Ultimately, adopting these OAuth-driven best practices is how you deliver a top-notch agent experience and avoid reinventing the wheel every time a new AI tool emerges.
Architecting for Agent Experience
Moving from an app built “just for humans” to an agent-friendly design doesn’t need to be a huge overhaul. Consider these recommendations:
- Expose Clear, Machine-Friendly APIs: As Biilmann notes, “Platforms or frameworks that are hard for LLMs and agents to use will start feeling less powerful.” Provide stable endpoints, well-structured data, and documentation that an agent can parse.
- Scope Your Permissions Thoughtfully: Don’t rely on a single monolithic permission that grants total control. Break it down: “read account data,” “post new content,” “initiate high-value transactions.”
- Plan for Token Storage and Rotation: Agents may store tokens long-term. Make sure these are limited in scope, easily refreshed, and promptly revocable.
- Have a Strategy for High-Risk Actions: For big or irreversible actions, consider a second layer of user confirmation. This can be a device flow or a backchannel (CIBA).

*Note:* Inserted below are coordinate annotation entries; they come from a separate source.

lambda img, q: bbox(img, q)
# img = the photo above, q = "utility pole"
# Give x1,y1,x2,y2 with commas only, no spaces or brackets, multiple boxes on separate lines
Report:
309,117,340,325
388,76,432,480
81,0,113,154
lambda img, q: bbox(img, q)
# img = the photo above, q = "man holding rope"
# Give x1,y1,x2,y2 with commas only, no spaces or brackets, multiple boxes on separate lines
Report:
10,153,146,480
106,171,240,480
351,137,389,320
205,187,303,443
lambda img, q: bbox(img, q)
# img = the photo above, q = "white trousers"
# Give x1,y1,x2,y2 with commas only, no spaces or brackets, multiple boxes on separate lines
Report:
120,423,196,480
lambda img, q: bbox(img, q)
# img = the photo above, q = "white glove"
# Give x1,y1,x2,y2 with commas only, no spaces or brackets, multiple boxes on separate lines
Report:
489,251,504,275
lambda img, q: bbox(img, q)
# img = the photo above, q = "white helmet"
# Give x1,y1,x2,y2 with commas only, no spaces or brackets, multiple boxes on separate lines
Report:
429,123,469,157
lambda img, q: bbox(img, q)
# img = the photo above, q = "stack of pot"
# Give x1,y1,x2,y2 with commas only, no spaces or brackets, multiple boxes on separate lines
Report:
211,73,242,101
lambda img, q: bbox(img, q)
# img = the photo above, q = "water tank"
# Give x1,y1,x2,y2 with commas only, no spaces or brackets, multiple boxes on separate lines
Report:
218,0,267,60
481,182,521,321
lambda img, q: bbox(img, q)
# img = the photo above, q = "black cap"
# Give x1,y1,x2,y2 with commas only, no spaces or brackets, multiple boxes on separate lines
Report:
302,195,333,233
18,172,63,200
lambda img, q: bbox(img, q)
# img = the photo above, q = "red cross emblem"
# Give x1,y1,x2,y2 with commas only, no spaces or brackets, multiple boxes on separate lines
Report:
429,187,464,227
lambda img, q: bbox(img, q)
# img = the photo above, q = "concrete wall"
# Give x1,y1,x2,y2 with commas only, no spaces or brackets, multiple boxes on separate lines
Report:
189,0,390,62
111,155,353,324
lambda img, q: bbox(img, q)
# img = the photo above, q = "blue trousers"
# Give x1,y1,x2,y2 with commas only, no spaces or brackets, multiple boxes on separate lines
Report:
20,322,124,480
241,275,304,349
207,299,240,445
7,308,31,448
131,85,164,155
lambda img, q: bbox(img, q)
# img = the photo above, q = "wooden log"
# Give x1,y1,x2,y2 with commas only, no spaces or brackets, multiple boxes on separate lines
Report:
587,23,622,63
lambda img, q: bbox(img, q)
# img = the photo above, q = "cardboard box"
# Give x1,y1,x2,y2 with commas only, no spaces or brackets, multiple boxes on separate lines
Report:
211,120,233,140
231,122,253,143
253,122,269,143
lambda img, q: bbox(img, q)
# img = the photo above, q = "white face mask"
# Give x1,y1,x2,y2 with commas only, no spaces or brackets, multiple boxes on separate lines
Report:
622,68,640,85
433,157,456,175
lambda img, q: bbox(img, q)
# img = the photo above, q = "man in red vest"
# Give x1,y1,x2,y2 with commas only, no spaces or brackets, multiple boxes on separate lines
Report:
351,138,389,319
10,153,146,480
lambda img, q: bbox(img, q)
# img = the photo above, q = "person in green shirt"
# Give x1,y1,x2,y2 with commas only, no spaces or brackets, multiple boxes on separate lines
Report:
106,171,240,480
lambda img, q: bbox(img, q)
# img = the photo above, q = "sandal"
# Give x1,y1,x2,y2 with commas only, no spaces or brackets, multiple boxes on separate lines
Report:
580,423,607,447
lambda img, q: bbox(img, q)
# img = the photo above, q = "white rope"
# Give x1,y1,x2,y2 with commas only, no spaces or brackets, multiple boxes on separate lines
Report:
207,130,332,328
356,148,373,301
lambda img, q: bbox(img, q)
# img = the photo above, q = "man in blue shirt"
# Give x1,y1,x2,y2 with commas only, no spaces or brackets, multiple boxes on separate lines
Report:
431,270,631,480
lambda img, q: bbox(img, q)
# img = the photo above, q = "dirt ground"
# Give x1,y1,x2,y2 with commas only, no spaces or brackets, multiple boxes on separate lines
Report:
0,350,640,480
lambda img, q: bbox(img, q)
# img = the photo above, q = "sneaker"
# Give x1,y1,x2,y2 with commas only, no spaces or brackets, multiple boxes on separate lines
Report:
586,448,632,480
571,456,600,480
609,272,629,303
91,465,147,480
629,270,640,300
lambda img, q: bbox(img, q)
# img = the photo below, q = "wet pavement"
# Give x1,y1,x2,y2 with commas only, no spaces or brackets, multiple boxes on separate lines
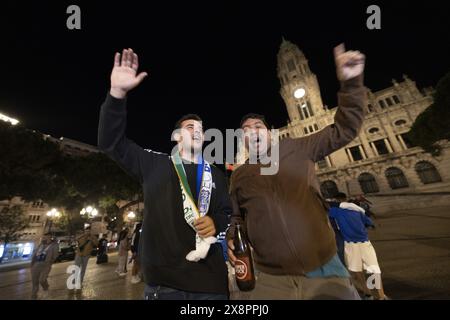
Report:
0,207,450,300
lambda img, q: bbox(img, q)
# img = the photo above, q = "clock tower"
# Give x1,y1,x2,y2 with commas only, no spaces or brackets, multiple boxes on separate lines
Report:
277,38,325,127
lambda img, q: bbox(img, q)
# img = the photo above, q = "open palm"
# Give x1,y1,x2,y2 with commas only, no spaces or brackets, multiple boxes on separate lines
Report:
111,49,147,98
334,44,366,81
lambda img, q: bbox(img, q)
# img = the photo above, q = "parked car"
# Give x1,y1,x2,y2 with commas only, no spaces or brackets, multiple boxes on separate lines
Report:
56,242,76,262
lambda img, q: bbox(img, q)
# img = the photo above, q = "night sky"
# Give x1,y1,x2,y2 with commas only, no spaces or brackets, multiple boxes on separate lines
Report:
0,0,450,152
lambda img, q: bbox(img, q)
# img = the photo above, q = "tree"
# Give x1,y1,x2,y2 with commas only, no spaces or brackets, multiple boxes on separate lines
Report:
0,205,28,263
52,153,142,234
0,122,142,234
0,121,61,201
408,72,450,155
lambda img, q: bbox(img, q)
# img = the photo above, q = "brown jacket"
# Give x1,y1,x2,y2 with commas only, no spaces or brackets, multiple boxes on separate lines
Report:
228,76,367,275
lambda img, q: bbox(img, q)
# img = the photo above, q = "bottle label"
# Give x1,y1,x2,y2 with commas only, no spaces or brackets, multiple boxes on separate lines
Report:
234,257,250,280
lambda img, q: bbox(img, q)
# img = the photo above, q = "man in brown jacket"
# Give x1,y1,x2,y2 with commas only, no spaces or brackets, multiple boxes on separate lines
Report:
228,44,367,299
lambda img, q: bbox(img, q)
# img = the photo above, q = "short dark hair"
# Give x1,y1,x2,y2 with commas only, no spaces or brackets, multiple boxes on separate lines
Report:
334,192,347,199
175,113,202,130
240,113,269,129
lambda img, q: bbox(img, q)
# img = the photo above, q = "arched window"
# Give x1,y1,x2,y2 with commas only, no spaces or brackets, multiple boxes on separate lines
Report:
416,161,442,184
384,167,409,189
358,172,380,193
369,127,380,134
394,119,406,126
392,95,400,104
320,180,339,198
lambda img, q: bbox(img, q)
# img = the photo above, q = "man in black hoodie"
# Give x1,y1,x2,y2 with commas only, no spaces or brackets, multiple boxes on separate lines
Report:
98,49,231,299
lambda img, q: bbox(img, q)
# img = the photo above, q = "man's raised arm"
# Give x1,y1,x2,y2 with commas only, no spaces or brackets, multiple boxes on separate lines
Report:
98,49,147,182
299,44,367,162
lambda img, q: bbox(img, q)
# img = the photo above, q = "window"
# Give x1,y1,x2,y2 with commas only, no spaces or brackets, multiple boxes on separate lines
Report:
287,59,295,72
394,119,406,127
358,172,380,193
349,146,363,161
317,159,328,169
306,101,314,117
320,180,339,198
400,133,416,149
392,96,400,104
416,161,442,184
373,140,389,155
384,167,409,190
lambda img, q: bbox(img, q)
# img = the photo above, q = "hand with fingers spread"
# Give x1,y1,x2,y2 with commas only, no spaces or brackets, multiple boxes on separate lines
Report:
334,43,366,81
110,49,147,99
194,216,216,238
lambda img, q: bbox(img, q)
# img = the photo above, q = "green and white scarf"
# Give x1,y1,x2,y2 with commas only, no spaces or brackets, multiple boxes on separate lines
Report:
172,152,217,262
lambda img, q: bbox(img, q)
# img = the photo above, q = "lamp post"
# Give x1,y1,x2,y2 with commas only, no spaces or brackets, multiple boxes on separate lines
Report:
47,208,61,232
80,206,98,219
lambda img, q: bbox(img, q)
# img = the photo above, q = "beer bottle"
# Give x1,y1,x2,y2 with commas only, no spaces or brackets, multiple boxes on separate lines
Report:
233,224,255,291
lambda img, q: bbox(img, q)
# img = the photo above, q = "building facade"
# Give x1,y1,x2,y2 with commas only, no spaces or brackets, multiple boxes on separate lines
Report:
0,135,98,263
277,39,450,211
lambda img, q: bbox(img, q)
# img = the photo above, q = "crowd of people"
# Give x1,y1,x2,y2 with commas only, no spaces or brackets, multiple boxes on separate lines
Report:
30,45,386,300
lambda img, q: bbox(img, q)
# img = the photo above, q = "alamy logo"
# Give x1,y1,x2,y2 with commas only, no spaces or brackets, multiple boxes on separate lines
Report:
366,4,381,30
66,4,81,30
66,265,81,290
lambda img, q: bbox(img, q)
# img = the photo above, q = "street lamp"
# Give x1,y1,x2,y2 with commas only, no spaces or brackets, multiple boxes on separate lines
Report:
80,206,98,219
128,211,136,220
47,208,61,232
294,88,306,99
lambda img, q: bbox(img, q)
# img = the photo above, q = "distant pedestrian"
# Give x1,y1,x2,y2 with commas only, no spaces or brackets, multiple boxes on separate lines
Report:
31,233,59,300
116,228,130,277
131,222,142,284
75,227,98,284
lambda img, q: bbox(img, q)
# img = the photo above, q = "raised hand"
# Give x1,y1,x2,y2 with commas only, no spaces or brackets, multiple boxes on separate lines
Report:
110,49,147,99
334,43,366,81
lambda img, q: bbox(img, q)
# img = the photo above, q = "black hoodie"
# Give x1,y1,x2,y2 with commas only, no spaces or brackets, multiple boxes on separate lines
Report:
98,94,231,294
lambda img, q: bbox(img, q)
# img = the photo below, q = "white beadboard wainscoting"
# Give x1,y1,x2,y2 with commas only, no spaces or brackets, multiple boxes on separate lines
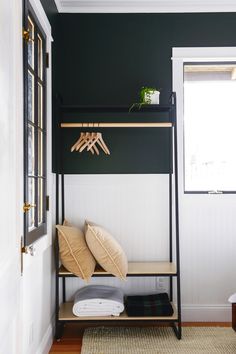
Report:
58,175,236,321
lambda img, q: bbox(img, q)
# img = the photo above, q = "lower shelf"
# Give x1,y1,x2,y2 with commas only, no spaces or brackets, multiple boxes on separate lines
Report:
59,302,178,322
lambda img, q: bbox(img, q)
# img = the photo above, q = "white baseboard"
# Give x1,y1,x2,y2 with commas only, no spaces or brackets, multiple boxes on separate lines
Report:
182,304,232,322
36,319,54,354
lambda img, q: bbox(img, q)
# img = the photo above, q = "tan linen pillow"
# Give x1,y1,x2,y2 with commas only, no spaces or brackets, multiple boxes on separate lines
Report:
56,225,96,281
85,221,128,279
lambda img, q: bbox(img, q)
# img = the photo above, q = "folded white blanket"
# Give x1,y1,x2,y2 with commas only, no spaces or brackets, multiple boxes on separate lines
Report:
72,285,124,317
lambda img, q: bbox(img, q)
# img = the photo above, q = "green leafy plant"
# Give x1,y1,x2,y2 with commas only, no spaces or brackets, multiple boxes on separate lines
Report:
129,86,160,112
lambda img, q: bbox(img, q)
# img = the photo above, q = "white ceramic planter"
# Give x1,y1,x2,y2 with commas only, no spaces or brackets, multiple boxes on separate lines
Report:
145,91,160,104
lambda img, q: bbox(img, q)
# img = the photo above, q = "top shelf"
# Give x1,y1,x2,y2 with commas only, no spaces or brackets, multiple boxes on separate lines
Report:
59,262,177,277
61,104,174,115
61,122,173,128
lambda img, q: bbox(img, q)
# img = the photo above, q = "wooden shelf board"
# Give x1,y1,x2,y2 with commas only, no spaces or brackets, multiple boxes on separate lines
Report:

- Aim for an Open AX Ecosystem: Follow the principle that your users might bring any agent. Offer a standard OAuth interface that any agent can plug into, without a ton of custom code or guesswork.
The Future of Agent Auth
Designing your systems to be agent-friendly might sound futuristic, but as Mathias Biilmann’s post outlines, AX is already here, just like UX and DX once were. Platforms that invite AI agents, empower them with secure APIs, and let users choose (and limit) agent permissions will likely outcompete those stuck in closed or manual approaches.
At Stytch, we’re excited about this agent-driven future and are committed to making it simple for everyone to implement secure agent access. By leveraging OAuth flows, we can make it simple for you to power best-in-class authentication and authorization experiences that scale from human users to the agents they trust.